July 20, 2006

Governor OK’s Stem Cell Loan

Governor Schwarzenegger has decided to wade into this week’s hot button debate over stem cell research. Today, he authorized a loan to the state’s new stem cell institute of $150 million in taxpayer funds, while the billions of dollars in bonds approved by voters in 2004 remain tied up in litigation.

In a letter to his Finance Director Mike Genest, the governor directed a loan be made to the California Institute for Regenerative Medicine (CIRM), the state agency created when voters approved Proposition 71 in 2004. Prop 71 authorized the sale of $3 billion in bonds to create a new stem cell research effort, with the CIRM and a citizens oversight board leading up an effort to award grants to stem cell researchers.

But the $3 billion in bonds have never been sold, due to a lawsuit that challenged their legality under the California constitution. The plaintiffs lost the first round in court earlier this year, but have appealed that decision.

The Schwarzenegger decision, interestingly enough, is linked to a similar effort to provide a kind of ‘bridge loan’ to the CIRM by state Treasurer and gubernatorial challenger Phil Angelides. Last year, Angelides helped enact a plan to get as much as $200 million to the CIRM through the sale of bond anticipation notes.

Schwarzenegger’s letter today says that about $150 million of those notes remain up for grabs; his action apparently means that the state government will buy them itself.

Last week, Schwarzenegger wrote to President Bush asking him to not veto the stem cell legislation approved in Congress– a request Bush ignored yesterday in nixing the proposal.

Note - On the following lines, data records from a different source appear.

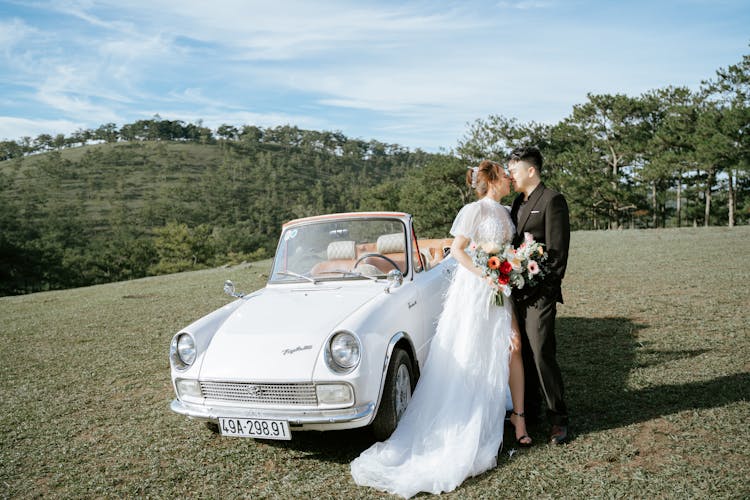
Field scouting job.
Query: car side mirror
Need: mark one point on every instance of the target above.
(230, 290)
(395, 279)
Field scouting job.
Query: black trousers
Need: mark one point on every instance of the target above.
(536, 320)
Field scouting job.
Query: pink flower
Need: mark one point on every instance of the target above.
(533, 267)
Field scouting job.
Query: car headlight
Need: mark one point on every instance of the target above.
(343, 352)
(182, 351)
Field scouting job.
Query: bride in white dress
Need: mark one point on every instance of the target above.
(453, 426)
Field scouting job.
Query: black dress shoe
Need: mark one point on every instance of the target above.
(558, 434)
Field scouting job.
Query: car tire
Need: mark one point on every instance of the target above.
(399, 384)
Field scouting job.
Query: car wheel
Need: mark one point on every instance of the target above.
(399, 384)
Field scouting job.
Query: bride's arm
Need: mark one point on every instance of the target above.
(459, 253)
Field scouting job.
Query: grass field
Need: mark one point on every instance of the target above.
(653, 340)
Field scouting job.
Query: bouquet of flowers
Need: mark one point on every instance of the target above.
(511, 267)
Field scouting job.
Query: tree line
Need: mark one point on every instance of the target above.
(669, 157)
(159, 196)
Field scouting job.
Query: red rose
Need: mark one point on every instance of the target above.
(505, 267)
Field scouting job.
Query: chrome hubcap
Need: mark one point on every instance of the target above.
(403, 390)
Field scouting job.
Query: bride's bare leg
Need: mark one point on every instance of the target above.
(516, 383)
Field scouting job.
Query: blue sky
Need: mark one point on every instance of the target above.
(413, 73)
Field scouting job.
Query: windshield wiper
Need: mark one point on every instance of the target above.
(297, 275)
(350, 273)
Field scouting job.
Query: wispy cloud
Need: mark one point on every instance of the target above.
(415, 72)
(525, 4)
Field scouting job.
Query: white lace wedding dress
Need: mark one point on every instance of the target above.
(453, 426)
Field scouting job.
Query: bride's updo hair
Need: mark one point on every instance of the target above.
(480, 177)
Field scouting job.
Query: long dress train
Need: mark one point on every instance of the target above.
(453, 426)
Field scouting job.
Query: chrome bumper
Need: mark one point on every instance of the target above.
(357, 415)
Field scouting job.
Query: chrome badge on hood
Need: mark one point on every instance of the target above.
(296, 349)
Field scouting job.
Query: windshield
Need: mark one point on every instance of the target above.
(340, 250)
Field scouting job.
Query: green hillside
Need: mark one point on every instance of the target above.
(121, 210)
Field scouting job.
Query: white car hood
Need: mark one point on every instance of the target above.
(278, 333)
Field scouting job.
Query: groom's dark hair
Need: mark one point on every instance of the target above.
(529, 154)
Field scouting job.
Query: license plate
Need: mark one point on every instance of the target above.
(258, 428)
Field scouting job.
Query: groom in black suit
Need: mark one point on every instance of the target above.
(543, 213)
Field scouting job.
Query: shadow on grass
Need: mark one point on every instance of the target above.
(597, 356)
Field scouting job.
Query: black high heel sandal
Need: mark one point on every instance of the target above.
(519, 440)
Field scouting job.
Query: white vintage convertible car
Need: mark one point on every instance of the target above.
(335, 340)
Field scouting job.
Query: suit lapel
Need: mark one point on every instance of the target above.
(536, 195)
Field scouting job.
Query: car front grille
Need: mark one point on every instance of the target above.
(273, 394)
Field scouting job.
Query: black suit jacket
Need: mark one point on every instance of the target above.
(547, 219)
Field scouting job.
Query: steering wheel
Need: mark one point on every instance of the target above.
(378, 255)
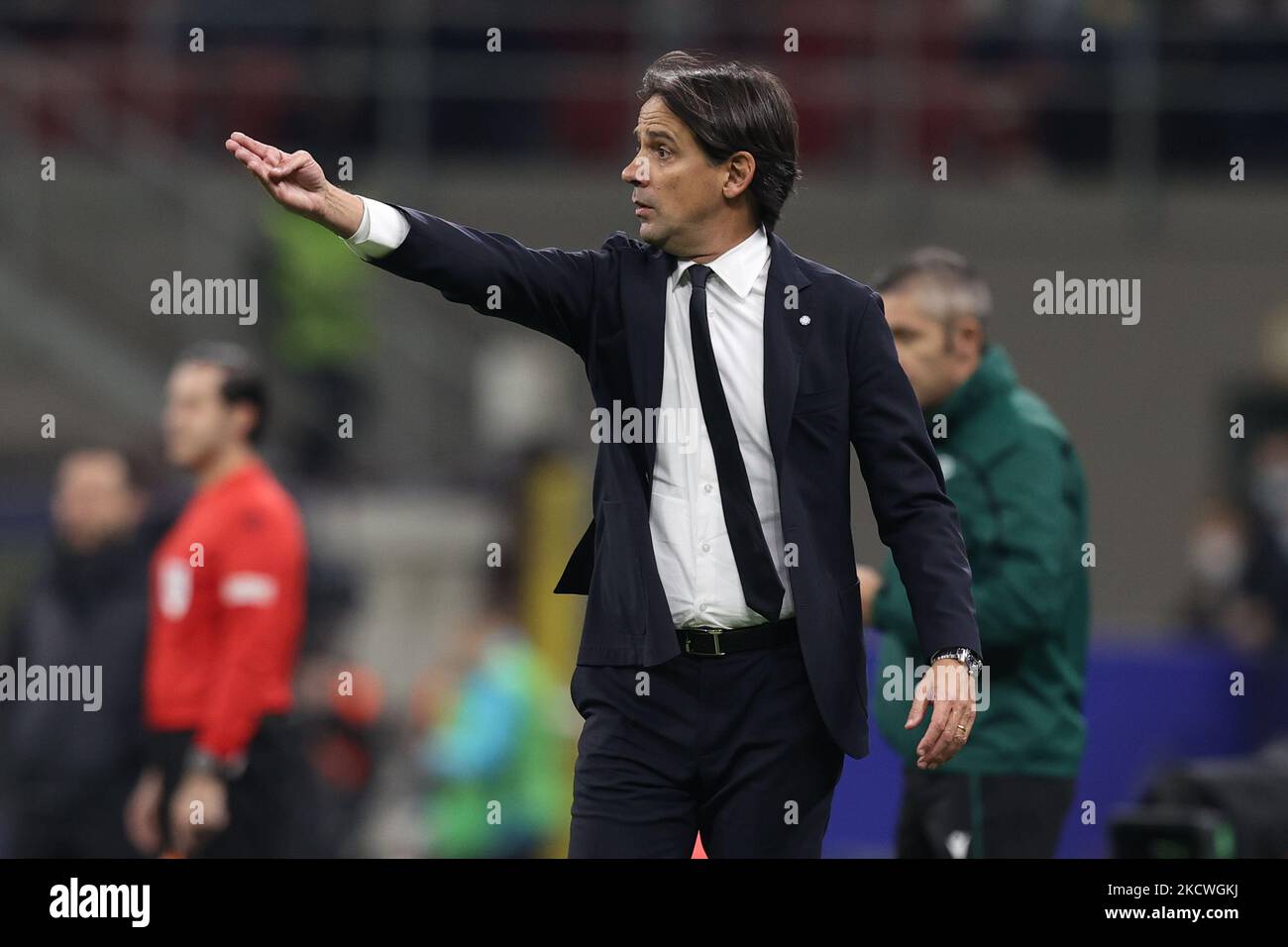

“I remain committed to advancing stem cell research in California,” Schwarzenegger said in a written statement today, “in the promise it holds for millions of our citizens who suffer from chronic diseases and injuries that could be helped as a result of stem cell research.”

There’s no question that today’s loan decision is interesting as a policy matter. But it also has political ramifications, especially for a Republican governor running for re-election… and eager to remind voters that he’s more of a moderate than many in his party.